• about me
  • menu
  • categories
  • Agi Tiara Pranoto

    Agi Tiara Pranoto

    Seorang Blogger Indonesia yang berdomisili di Yogyakarta. Selain menulis, dia juga sangat hobi bermain game FPS. Cita-citanya adalah mendapatkan passive income sehingga tidak perlu bekerja di kantor, apa daya selama cita-cita itu belum tercapai, dia harus menikmati hari-harinya sebagai mediator kesehatan.
    Yogyakarta, Yogyakarta City, Special Region of Yogyakarta, Indonesia

    Dibalik Pengalaman Nyaris Celaka...

    pengalaman nyaris mati


    "I've never been happier to see you!"

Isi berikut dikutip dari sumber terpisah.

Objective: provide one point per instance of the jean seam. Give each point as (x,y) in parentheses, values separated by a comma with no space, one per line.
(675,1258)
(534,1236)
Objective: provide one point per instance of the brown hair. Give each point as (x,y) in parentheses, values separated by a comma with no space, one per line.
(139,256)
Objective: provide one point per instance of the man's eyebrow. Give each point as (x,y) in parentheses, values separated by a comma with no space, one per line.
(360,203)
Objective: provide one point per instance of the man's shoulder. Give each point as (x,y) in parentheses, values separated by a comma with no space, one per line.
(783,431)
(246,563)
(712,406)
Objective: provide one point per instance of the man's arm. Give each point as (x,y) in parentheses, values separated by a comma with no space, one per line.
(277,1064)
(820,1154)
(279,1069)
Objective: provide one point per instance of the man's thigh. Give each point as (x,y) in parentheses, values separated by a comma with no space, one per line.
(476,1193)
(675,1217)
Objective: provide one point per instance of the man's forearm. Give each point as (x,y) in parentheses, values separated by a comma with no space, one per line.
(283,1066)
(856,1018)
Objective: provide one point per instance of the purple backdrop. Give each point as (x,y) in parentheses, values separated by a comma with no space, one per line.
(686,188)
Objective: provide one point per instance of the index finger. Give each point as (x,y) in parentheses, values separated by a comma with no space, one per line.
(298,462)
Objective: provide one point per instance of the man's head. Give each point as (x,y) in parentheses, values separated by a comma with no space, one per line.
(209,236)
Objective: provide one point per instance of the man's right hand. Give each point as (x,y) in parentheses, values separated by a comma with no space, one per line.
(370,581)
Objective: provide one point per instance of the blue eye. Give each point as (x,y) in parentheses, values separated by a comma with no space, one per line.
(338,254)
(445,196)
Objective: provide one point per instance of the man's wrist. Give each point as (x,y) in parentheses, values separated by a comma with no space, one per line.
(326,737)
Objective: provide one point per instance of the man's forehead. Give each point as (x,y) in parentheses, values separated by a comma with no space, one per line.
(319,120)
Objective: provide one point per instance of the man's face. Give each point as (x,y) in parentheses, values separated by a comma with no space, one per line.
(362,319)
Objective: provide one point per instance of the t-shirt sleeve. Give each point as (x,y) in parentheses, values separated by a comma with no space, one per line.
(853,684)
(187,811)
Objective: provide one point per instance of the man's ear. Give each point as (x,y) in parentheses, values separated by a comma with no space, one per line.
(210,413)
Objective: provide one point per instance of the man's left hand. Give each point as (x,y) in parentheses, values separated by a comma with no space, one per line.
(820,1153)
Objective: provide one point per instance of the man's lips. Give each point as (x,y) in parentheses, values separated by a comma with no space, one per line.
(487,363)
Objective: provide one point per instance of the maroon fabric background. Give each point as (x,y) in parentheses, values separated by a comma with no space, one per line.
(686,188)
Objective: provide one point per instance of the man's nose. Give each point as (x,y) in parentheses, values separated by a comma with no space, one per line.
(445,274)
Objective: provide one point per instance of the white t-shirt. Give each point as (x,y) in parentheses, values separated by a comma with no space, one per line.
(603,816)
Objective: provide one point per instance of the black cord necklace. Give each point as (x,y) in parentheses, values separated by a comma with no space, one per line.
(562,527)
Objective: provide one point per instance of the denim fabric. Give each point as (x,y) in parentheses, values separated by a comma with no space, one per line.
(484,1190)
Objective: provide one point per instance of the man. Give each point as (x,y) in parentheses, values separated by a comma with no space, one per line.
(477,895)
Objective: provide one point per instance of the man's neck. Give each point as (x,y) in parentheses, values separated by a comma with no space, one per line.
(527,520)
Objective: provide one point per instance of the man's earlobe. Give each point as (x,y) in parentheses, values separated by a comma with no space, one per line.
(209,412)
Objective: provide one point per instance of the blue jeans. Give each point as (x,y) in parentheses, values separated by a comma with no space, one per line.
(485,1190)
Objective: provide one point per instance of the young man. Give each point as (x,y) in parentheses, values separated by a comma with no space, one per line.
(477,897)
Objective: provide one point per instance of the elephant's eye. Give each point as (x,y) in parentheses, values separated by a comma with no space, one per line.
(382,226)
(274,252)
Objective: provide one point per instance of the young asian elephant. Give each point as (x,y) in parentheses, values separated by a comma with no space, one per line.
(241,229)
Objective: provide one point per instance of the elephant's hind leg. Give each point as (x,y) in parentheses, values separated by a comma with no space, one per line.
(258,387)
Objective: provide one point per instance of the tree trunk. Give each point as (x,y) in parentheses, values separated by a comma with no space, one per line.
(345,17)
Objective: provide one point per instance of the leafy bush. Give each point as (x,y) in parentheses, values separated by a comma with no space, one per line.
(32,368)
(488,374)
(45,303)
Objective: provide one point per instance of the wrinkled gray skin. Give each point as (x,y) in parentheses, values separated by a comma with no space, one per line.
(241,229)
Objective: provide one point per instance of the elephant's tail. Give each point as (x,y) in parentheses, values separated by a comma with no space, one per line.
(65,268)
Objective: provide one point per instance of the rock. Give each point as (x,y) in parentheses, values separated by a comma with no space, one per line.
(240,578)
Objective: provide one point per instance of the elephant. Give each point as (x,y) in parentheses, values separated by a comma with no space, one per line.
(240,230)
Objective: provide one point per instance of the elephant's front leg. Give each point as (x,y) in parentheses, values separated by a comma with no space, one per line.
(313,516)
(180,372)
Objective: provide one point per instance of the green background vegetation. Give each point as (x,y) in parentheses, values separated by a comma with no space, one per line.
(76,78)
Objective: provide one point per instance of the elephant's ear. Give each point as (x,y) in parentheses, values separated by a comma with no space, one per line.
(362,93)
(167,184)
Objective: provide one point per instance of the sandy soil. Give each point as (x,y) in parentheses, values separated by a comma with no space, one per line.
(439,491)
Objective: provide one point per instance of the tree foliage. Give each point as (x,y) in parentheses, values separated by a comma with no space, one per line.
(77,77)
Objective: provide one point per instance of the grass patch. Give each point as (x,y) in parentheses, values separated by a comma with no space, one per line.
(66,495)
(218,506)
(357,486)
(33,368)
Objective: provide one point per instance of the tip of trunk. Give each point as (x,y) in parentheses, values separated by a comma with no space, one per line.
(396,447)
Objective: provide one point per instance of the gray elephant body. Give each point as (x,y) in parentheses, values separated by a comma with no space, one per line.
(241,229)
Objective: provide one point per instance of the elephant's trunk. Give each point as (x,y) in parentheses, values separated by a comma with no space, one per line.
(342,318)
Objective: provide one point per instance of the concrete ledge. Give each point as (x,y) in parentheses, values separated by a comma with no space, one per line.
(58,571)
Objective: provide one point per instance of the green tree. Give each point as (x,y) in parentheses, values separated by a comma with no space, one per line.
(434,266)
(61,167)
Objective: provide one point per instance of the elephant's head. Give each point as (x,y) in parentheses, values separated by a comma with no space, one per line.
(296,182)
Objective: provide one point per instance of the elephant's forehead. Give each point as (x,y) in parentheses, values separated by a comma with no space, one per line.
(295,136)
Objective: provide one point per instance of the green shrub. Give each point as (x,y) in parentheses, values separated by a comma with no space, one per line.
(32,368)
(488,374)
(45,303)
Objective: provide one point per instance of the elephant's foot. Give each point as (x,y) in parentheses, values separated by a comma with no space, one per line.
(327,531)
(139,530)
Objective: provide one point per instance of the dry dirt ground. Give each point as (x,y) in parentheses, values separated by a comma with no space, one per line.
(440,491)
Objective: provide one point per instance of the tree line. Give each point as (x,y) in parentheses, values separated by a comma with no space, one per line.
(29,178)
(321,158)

    Itulah kata-kata pertama yang keluar dari mulut saya kepada dua orang sahabat saya dan suami saya ketika saya melihat mereka sore ini.

    PS: kalimat yang sama juga terucap didalam hati ketika saya bertemu salah satu profesor yang mata kuliahnya berhasil membuat saya jungkir balik belajar keras semester lalu. 

    Kok bisa?

    Jadi hari ini, saya dan kedua teman saya, sebutlah W & D, pergi ke salah satu pusat perbelanjaan di Yogyakarta. Setelah puas nongkrong-nongkrong dan ngopi-ngopi maka kami pergi mencari kado untuk pak suami yang akan ulang tahun minggu depan. Saat kami berencana turun lewat eskalator, tiba-tiba persis dibelakang saya ada suara gaduh dan saya melihat ada besi jatuh dari atas di belakang kami. 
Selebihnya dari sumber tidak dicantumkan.